物質・材料研究機構(NIMS)の研究グループは,磁性体に光を照射することにより,電流に付随して生じる熱流の方向や分布を自在に制御できることを初めて実証した(ニュースリリース)。
金属や半導体における電流と熱流の変換現象は熱電効果と呼ばれ,代表的な例として電流に伴って熱流が生成されるペルチェ効果が古くから知られている。ペルチェ効果によって生成される熱流の方向は物質によって決まっているが,磁性体においては,電流に伴う熱流の方向を磁気の源であるスピンの性質によって制御することができる。
近年,スピン制御技術の向上に伴い,スピンを用いて熱エネルギーを有効利用するための新原理・機能の創出を目指す「スピンカロリトロニクス」に関する研究が世界中で急速に進展している。
そのような中,研究グループは,これまでスピンカロリトロニクスと全く接点の無かった光磁気記録の技術に注目し,光でスピンを制御することで,新しい熱エネルギー制御機能を創出した。
この熱制御機能の実証実験に用いたのは,磁性体特有の熱電効果の1つである「異常エッチングスハウゼン効果」。
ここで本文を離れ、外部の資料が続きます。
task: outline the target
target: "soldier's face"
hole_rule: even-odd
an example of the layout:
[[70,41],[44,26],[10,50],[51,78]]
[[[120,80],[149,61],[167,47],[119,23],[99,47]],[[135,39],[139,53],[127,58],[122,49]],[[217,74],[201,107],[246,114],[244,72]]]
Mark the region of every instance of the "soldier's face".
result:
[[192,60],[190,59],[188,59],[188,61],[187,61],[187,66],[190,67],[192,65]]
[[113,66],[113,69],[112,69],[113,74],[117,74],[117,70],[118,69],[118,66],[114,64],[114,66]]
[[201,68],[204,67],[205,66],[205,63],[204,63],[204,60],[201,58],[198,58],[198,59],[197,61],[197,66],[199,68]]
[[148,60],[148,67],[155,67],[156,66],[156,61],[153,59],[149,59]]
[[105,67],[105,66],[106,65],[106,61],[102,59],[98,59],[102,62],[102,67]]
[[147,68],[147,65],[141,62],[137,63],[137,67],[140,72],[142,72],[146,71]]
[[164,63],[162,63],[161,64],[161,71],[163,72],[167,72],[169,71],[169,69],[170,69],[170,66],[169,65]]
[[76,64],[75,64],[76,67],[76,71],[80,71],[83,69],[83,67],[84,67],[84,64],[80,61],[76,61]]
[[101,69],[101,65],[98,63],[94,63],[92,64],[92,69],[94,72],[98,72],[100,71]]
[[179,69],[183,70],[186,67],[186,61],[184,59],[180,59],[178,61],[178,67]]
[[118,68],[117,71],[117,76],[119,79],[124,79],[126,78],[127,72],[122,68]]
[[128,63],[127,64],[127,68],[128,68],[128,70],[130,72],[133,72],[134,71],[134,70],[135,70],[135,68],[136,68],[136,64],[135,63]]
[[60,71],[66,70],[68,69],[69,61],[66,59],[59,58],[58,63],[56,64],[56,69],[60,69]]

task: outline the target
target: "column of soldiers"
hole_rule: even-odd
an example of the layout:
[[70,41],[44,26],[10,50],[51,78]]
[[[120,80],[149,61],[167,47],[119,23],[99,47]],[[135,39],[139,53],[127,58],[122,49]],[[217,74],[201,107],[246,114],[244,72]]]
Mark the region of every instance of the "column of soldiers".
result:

この効果は,磁性体に電流を流した際に,電流と磁化の両方に垂直な方向に熱流が生成されるという現象。研究グループはこの効果の汎用性の高い計測法を確立しており,様々な磁性体でこの現象が観測されるようになるとともに,板材のみならず薄膜デバイスにおいても実験が可能になった。
この効果によって生成された熱流の方向は,磁性体の磁化方向によって決定されるため,磁化を反転させれば熱流の方向も反転する。すなわち,光誘起磁化反転現象を示す磁性体においては,光照射による磁化反転に伴って,異常エッチングスハウゼン効果によって生成される熱流を反転させることができる。
重要なポイントは,熱流の反転はレーザー光を照射したエリアにおいてのみ生じ,熱流の方向は光が右回り円偏光か左回り円偏光かに依存して決定されるという点だという。この手法を用いれば,光の照射パターンや偏光状態を変えることにより,磁性体中の熱流分布を自由にデザインすることが可能になる,
今回の実証実験に用いた物理現象は磁気・熱・光の相互作用に起因するものであり,従来のペルチェ効果とは異なる原理によって駆動される。今後,光に応答する磁性体が示す熱電効果の微視的起源の解明と新材料開発を進めることで,電子デバイスの効率向上・省エネルギー化に資する熱マネジメント技術への応用を目指していくという。